PART 29: FRAUDULENT TRADING

Section 993: Offence of fraudulent trading

1264. This section restates section 458 of the 1985 Act, but in doing so increases the maximum sentence for the offence from seven years’ imprisonment to ten years.

PART 30: PROTECTION OF MEMBERS AGAINST UNFAIR PREJUDICE

1265. Sections 994-998 restate sections 459, 460 and 461 of the 1985 Act, which provide a remedy where a company’s affairs are being conducted in a manner which is unfairly prejudicial to the interests of its members.

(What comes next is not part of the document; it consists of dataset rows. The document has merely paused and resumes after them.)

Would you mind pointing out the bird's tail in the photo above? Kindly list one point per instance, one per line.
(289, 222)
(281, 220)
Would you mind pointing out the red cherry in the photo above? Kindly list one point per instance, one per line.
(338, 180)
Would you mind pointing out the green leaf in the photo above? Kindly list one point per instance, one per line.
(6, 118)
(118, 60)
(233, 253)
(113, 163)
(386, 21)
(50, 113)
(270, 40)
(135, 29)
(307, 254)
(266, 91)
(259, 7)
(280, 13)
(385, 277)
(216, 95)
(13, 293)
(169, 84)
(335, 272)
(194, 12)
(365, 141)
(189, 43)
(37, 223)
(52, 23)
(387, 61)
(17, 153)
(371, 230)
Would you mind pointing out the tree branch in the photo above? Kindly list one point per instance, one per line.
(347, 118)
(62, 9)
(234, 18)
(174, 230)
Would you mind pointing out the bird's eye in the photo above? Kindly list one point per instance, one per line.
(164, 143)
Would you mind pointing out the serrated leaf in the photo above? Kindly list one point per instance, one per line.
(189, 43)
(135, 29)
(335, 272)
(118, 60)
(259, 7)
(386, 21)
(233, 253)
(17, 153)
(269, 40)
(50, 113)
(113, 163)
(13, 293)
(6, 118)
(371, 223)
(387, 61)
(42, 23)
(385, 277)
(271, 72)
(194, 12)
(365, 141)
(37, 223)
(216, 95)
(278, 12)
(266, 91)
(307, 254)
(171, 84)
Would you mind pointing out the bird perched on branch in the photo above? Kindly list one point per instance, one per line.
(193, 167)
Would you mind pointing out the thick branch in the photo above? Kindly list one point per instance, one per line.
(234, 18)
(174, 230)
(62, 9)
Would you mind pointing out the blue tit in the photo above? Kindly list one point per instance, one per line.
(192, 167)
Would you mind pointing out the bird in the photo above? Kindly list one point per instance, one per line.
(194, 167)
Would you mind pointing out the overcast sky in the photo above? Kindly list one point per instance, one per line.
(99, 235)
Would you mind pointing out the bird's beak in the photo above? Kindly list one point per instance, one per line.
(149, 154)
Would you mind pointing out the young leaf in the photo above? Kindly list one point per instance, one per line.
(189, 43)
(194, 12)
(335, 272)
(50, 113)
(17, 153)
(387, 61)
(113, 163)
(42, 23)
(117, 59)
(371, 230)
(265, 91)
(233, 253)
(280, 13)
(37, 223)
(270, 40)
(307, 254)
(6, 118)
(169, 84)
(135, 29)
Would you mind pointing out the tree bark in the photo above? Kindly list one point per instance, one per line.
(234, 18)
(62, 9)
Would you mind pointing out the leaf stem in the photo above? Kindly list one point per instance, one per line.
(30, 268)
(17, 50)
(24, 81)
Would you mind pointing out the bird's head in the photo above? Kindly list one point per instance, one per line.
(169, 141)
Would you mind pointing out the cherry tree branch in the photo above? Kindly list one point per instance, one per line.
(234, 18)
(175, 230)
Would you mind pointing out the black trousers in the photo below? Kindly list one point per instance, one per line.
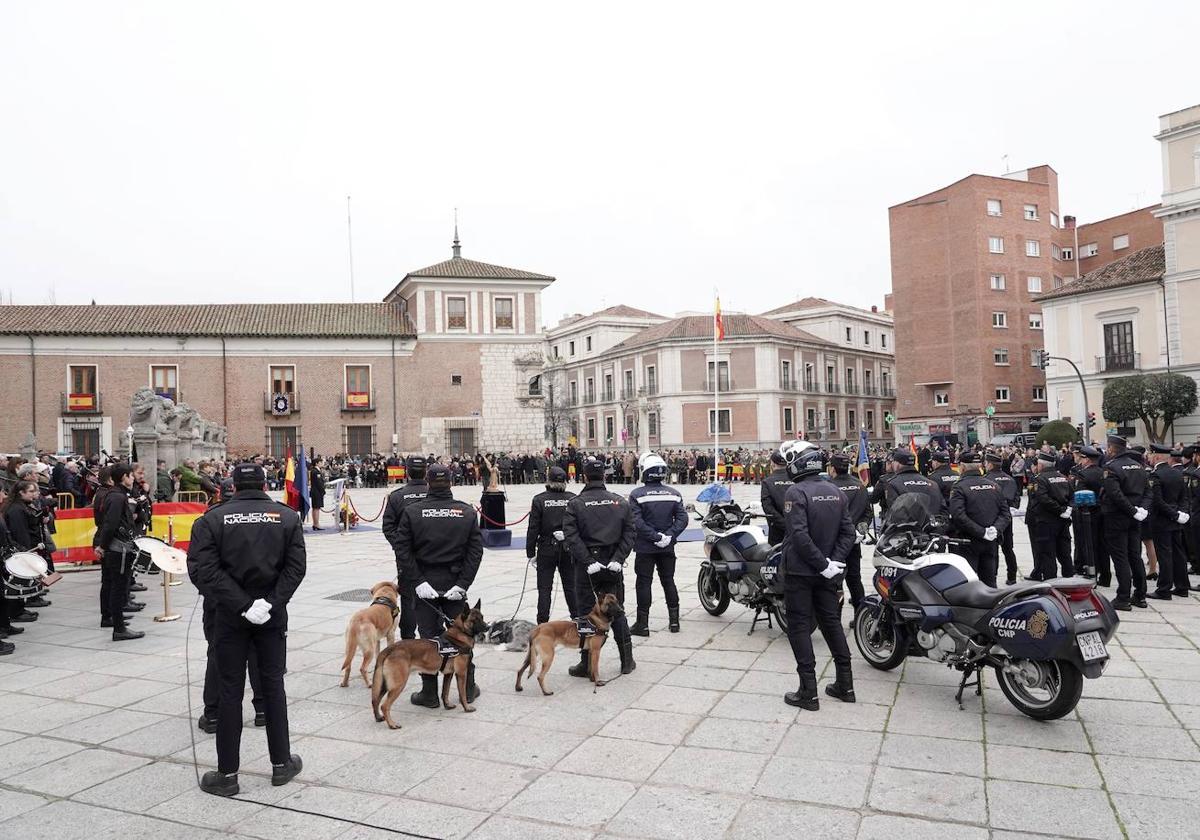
(811, 599)
(645, 567)
(213, 679)
(551, 559)
(1123, 539)
(234, 637)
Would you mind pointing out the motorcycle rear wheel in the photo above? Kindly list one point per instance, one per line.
(1057, 693)
(714, 594)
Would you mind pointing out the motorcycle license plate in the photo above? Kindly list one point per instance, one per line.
(1091, 646)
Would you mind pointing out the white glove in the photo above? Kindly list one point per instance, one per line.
(833, 568)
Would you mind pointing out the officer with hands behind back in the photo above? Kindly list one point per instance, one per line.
(249, 556)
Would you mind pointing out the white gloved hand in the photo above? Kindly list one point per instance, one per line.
(833, 569)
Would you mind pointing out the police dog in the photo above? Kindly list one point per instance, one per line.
(401, 658)
(551, 635)
(369, 625)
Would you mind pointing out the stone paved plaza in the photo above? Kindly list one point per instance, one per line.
(96, 738)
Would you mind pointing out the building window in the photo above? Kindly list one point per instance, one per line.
(503, 307)
(165, 381)
(456, 313)
(726, 419)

Section 999: Supplementary provisions where company’s constitution altered

1266. Section 999 is a new section which ensures that, if the court makes an order under Part 30 amending the company’s articles, updated articles are registered and a copy of the court order is supplied with any copies of the articles that are issued by the company, unless they already incorporate the amendments.

PART 31: DISSOLUTION AND RESTORATION TO THE REGISTER

CHAPTERS 1 AND 2: STRIKING OFF AND PROPERTY OF DISSOLVED COMPANY

1267. These Chapters restate sections 652 to 654 and sections 656 to 658 of the 1985 Act with no changes of effect, except as described below for sections 1003 and 1013.

Section 1003: Striking off on applications by company

1268. Section 652A of the 1985 Act currently provides that, in certain circumstances, a company may apply to the registrar to be struck off the register. The provision is limited to private companies. This section, in restating that provision, no longer includes the limitation, with the effect that public companies too may now apply for voluntary strike-off.